The fossil industry also has links to junior- and middle-school education. Shell is currently organising the Generation Discover Festival, a technology event for young people which has provoked a great deal of protest. Shell’s lesson packages give an extremely rosy view of the fossil industry. Despite the fact that 100,000 people have suffered some form of damage or injury as a result of drilling for gas and the related earthquakes in Groningen, Shell’s claim to school students is that only slight tremors can be provoked.
The Netherlands Organisation for applied scientific research (TNO) has predicted that between now and 2030 50,000 jobs will be created by the transition to renewable energy, far more than will be lost in the fossil industries. These jobs will be at all levels, with the innovative company McKinsey calculating that 45.000 jobs will come from installation alone, which would be great.
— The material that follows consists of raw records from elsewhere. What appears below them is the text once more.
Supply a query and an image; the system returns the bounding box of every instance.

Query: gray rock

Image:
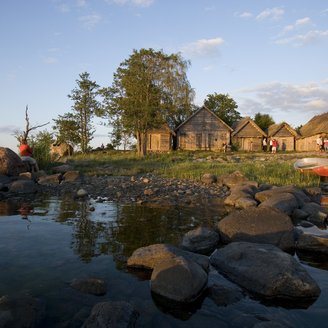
[291,208,309,221]
[210,242,321,300]
[127,243,209,272]
[300,202,328,224]
[217,206,295,251]
[181,226,220,254]
[151,256,207,303]
[9,180,38,194]
[218,171,257,188]
[52,164,73,174]
[37,173,62,185]
[82,301,138,328]
[201,173,217,184]
[303,187,322,204]
[296,226,328,254]
[0,147,26,176]
[70,277,107,296]
[258,192,299,215]
[62,170,81,182]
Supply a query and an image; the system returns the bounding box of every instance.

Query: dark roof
[299,112,328,137]
[175,106,233,132]
[232,117,266,137]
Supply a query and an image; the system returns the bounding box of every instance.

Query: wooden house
[146,125,175,152]
[267,122,299,151]
[296,112,328,151]
[175,106,233,151]
[232,117,266,151]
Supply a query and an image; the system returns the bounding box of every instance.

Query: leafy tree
[203,93,241,127]
[103,48,194,156]
[253,112,275,131]
[52,113,80,148]
[66,72,103,153]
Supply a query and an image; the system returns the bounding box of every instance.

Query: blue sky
[1,0,328,151]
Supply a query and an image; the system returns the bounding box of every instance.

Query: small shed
[296,112,328,151]
[175,106,233,151]
[146,125,175,152]
[232,117,266,151]
[267,122,299,151]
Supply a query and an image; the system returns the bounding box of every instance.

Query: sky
[1,0,328,152]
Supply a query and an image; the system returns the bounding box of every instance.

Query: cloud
[78,13,102,29]
[111,0,154,7]
[238,11,252,19]
[181,37,224,58]
[43,57,58,64]
[0,125,19,134]
[282,17,311,33]
[256,7,284,21]
[275,29,328,46]
[238,81,328,118]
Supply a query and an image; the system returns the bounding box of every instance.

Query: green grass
[65,150,321,188]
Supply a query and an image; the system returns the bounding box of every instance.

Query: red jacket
[19,144,33,157]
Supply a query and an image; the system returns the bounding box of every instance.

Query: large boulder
[0,147,26,176]
[210,242,321,301]
[258,192,299,215]
[180,226,220,255]
[82,301,138,328]
[127,243,209,272]
[224,184,258,209]
[217,206,295,251]
[150,256,207,303]
[296,226,328,254]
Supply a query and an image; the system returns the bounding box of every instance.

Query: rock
[253,322,286,328]
[291,208,310,221]
[180,226,220,254]
[37,173,62,185]
[76,188,88,198]
[70,277,107,296]
[224,187,258,208]
[0,147,26,176]
[296,226,328,254]
[9,180,38,194]
[210,242,321,301]
[52,164,73,174]
[0,295,45,328]
[303,187,322,204]
[300,202,328,224]
[82,301,138,328]
[150,256,207,303]
[258,192,299,216]
[218,171,258,188]
[127,243,209,272]
[217,206,295,251]
[201,173,217,184]
[63,170,81,182]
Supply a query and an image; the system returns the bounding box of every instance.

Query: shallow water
[0,197,328,327]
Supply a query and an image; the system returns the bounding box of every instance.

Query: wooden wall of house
[270,126,295,151]
[147,132,171,152]
[177,109,230,151]
[296,135,319,151]
[233,136,262,151]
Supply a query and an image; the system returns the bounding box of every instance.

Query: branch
[23,105,50,140]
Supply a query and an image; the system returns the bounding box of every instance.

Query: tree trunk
[136,131,147,156]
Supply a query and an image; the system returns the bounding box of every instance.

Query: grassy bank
[66,150,322,188]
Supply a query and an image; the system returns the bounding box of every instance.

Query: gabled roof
[267,122,299,138]
[149,124,176,136]
[299,112,328,137]
[232,117,266,137]
[175,106,233,132]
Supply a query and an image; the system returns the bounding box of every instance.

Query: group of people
[316,136,328,152]
[262,138,278,153]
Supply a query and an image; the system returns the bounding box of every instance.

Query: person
[324,137,328,152]
[19,139,39,172]
[222,142,227,153]
[262,138,267,152]
[271,139,278,153]
[316,136,323,152]
[269,138,273,152]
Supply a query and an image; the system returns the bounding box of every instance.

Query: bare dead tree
[20,105,49,142]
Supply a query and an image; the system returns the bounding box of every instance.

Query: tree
[203,93,240,127]
[52,113,80,148]
[14,105,49,143]
[253,112,275,131]
[103,48,194,156]
[67,72,103,153]
[29,130,54,167]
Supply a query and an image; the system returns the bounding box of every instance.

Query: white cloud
[239,11,252,19]
[282,17,311,33]
[78,13,102,29]
[275,29,328,46]
[256,7,284,21]
[181,37,224,58]
[43,57,58,64]
[238,81,328,119]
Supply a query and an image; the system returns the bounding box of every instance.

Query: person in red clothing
[19,139,39,172]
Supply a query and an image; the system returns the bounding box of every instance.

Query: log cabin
[146,125,175,152]
[267,122,299,151]
[175,106,233,151]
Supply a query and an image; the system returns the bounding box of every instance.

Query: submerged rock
[70,277,107,296]
[210,242,321,302]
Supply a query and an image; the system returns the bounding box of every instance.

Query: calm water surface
[0,197,328,327]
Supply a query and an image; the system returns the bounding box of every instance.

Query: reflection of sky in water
[0,197,328,327]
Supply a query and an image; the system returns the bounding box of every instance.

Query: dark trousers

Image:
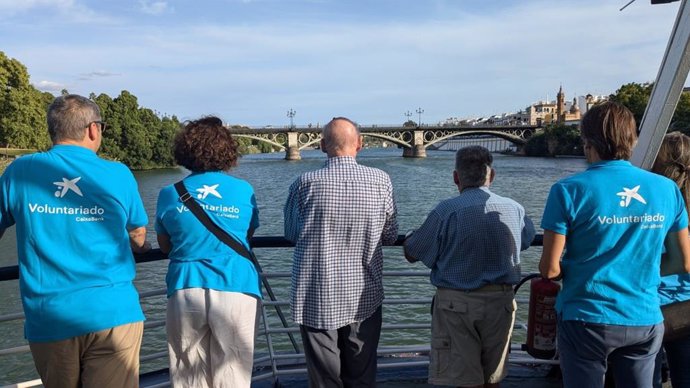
[653,334,690,388]
[299,306,382,388]
[558,319,663,388]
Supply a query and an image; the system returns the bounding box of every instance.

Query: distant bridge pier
[402,130,427,158]
[285,132,301,160]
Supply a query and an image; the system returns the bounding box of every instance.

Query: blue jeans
[654,335,690,388]
[558,319,664,388]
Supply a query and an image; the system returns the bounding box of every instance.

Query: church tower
[556,85,565,123]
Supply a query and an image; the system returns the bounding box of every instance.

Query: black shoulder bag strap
[174,180,255,263]
[174,180,301,350]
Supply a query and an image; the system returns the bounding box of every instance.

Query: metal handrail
[0,234,547,386]
[0,234,545,282]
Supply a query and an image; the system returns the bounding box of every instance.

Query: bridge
[228,124,542,160]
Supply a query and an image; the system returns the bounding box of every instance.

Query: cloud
[78,70,122,81]
[140,0,171,15]
[34,80,67,93]
[2,0,681,124]
[0,0,74,14]
[0,0,115,23]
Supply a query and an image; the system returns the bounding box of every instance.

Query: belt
[468,284,513,292]
[438,284,514,293]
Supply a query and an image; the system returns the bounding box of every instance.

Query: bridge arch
[360,133,412,149]
[233,134,286,150]
[297,132,414,150]
[424,130,528,148]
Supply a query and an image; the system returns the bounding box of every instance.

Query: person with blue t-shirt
[0,94,151,388]
[651,132,690,388]
[155,116,261,388]
[539,101,690,388]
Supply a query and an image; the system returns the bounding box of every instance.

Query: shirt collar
[325,156,358,167]
[587,159,632,170]
[50,144,97,157]
[460,186,491,194]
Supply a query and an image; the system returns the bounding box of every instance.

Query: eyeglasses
[86,121,107,132]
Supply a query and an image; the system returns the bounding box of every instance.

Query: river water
[0,148,586,384]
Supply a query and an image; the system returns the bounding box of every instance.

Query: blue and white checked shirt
[406,186,535,290]
[284,156,398,330]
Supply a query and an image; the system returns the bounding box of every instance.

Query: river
[0,148,587,384]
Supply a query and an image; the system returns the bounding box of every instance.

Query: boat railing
[0,234,553,388]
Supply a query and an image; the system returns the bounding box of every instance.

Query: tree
[610,82,690,135]
[0,51,51,149]
[524,124,583,157]
[149,114,178,168]
[92,93,125,161]
[524,132,548,156]
[544,124,583,156]
[609,82,653,126]
[672,91,690,134]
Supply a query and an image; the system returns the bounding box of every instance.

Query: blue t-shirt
[0,145,148,342]
[541,160,688,326]
[659,274,690,306]
[155,171,261,298]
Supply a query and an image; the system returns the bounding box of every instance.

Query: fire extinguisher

These jobs will not be created, however, if the energy transition isn’t speeded up, and unless we invest now in good education, including technical education, there won’t be anyone to fill them.
The Netherlands is lagging behind in the energy transition, so far behind our neighbours in fact that we have come to be known as the dirty man of Europe. We must speed up. The close links between education and science on the one hand and the fossil industry on the other must be cut. The billions paid in subsidies to the fossil industry must be ended. Potentially, many jobs can be created, which is why we need to invest in good technical education from junior school onwards, at all levels. The vocational paths VMBO and MBO currently receive far too little attention. Moreover, strong investment in long-term fundamental and independent scientific research is needed. This is the kind of research that leads most often to breakthroughs.
In the opinion of the Socialist Party, with its lesson package Shell is giving a false, rosy picture of the fossil industry.